En consecuencia y no pudiéndose determinar un mayor grado de afectación en sus capacidades intelecto-volitivas, no puede por más de ser apreciada la circunstancia como atenuante de análoga significación, tal y como fue apreciada en la sentencia dictada.

V.- Por lo expuesto procede la desestimación del recurso de apelación interpuesto y la íntegra confirmación de la sentencia apelada así como la declaración de oficio de las costas procesales de esta alzada de conformidad con lo dispuesto en los artículos 123 y siguientes del Código Penal y 239 y siguientes de la Ley de Enjuiciamiento Criminal .

Vistos los artículos citados, criterios expuestos y demás normas jurídicas de general aplicación al caso tanto del Código Penal como de la L.E.Crim., en virtud del poder conferido por la Constitución y la Ley, administrando en esta instancia Justicia que emana del Pueblo y en nombre de Su Majestad el Rey

Fallo

Que con desestimación del recurso de apelación interpuesto por la representación de D.ª Adela , contra la sentencia dictada en fecha 29 de marzo de 2012 por el Juzgado de lo Penal núm. 7 de los de Barcelona en el Procedimiento Abreviado núm. 273/10, debemos confirmar y confirmamos íntegramente y en todos sus pronunciamientos dicha sentencia, declarando de oficio las costas procesales de esta segunda instancia.

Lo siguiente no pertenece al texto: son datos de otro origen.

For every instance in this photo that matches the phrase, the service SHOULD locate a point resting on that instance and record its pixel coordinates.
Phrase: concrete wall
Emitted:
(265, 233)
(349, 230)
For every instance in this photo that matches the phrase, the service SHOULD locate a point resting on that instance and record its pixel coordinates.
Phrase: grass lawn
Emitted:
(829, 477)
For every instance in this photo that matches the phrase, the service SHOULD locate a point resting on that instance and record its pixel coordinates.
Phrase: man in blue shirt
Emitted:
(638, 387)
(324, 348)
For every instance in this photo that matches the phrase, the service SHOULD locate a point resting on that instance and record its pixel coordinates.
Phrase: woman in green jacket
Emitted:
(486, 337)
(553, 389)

Así por esta nuestra sentencia, de la que se unirá certificación al Rollo de Sala y se notificará al Ministerio Fiscal y a las partes haciéndoles saber que contra la misma no cabe recurso ordinario alguno, la pronunciamos, mandamos y firmamos.

PUBLICACIÓN.- Leída y publicada ha sido la anterior sentencia en el día de su fecha por el Ilmo. Sr. Magistrado Ponente, hallándose celebrando audiencia pública. DOY FE.